I decided to leave the hAP ac2 running all night long, utilizing the LM1200 with the Verizon SIM and left no devices connected to the router. Curiously the Verizon LTE connection never dropped while no other devices were connected to the router. Further, the ZeroTier VPN connection stayed stable and I was able to remotely access the hAP ac2 without issue. This behavior was most curious and so began my attempt at a theory of why. I had something to do with devices connected behind the NAT of the hAP ac2. Sure enough when I connected a device to the router the next morning the LM1200's connection began the drop and reconnect behavior described above.
What is different when the router connects via the Verizon IP vs though the NAT of the router? Should be nothing, right? A proper NAT translates the device IPs behind it and Verizon shouldn't know any better. How could Verizon know? After digging back into years of IP header theory back in my college days, I had mine (it took a few days) - and it was the TTL value was wrong.
I added a rule in the hAP ac2 that adds 1 to the TTL of all IP packets passing though the NAT. After doing that, the Bridge Mode connection became solid. No cycling of the ethernet link, nor IP addresses releasing and renewing. Of course, upon removing the rule adding 1 to the TTL the connection is dysfunctional as described above. After dozens of tests, the behavior is controllable and predicable based upon the TTL change.
Ok, so your thinking then the Netgear programmers just need to fix this by adding 1 to the TTL when the LM1200 is in Bridge Mode. Wrong!
Just for giggles (does anyone really giggle in these moments?) I decided to really go for it and see what the heck was going on and see if I could determine who's issue it was, now that I'd confirmed what it was. No need to blame Netgear if indeed they were not at fault. It's easy and that's wrong.

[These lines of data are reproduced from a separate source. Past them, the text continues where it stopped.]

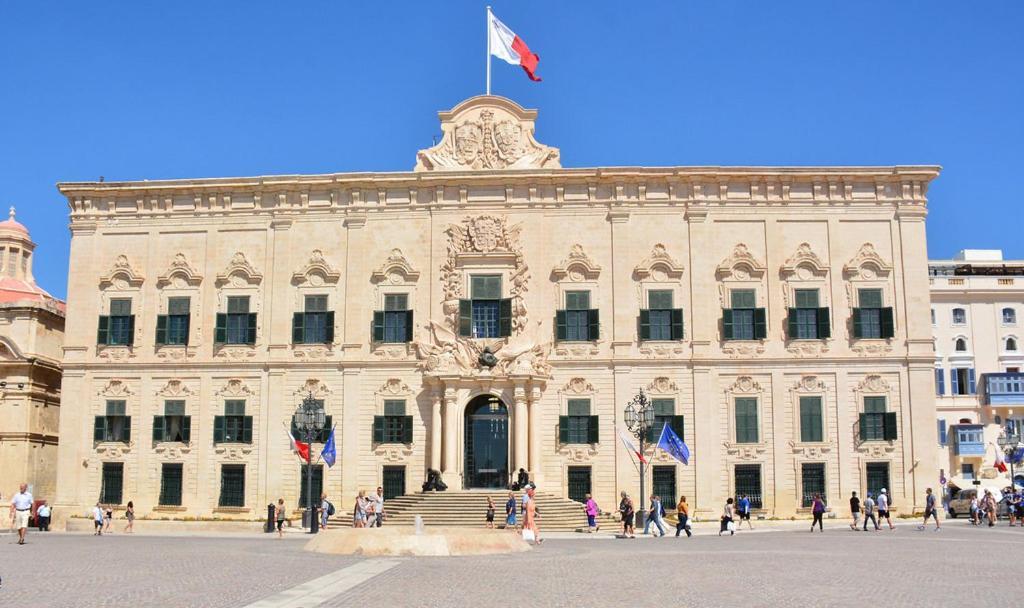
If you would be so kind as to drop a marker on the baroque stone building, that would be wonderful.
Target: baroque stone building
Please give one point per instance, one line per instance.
(491, 310)
(32, 323)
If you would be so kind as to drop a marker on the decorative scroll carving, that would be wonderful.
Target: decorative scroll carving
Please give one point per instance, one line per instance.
(658, 266)
(179, 273)
(316, 271)
(240, 272)
(395, 269)
(487, 132)
(122, 275)
(578, 266)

Since the hAP ac2 has a USB port and supports the Verizon USB730L functioning as a pass though bridge device I decided to do an experiment with the same Verizon SIM used in the testing with the LM1200. Surprisingly both the USB730L and the LM1200 exhibit the same behavior where the connection is unstable with an unmanipulated TTL and adding 1 to the TTL stabilizes the connection.

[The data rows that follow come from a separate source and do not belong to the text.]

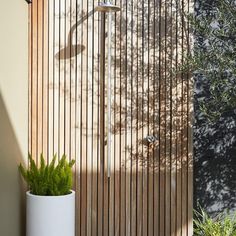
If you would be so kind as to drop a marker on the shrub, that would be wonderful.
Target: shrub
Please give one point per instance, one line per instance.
(48, 179)
(222, 225)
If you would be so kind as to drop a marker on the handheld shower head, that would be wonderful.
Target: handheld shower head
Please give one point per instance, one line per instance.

Verizon's network used to work properly without TTL manipulation with the USB730L and the hAP ac2. At some point it stopped working. I thought it was a bug in the hAP ac2s software and said well hopefully they'll fix it someday. It wasn't the hAP ac2s software, something has changed Verizon's network, I'm not sure when it changed it's been a while. This is Verizon's issue, not Netgear's.
Unfortunately, I don't know how to get this to the right folks at Verizon. Most people who hear this are going to think it's network gibberish when attempting a support call. I tried to get help from Netgear regarding the device and was promised a call back the next day, the call never came and my Case #: 45696214 was closed in 7 days because I was unresponsive. This is where Netgear is at fault. I'm utterly disappointed in Netgear support, closing the case with no call back is absolutely unacceptable.
Hopefully this helps someone.
--Mike
- JinTuMar 20, 2022Star
labellama this is an interesting discovery. I just did a quick check and by default my pfSense-based router is setting the TTL (and hop limit for IPv6) to 64 for the gateway health checks (but this varies for other traffic on failover) What is the minimum TTL/hop limit that you are seeing on egress from the hAP ac2 after making this change?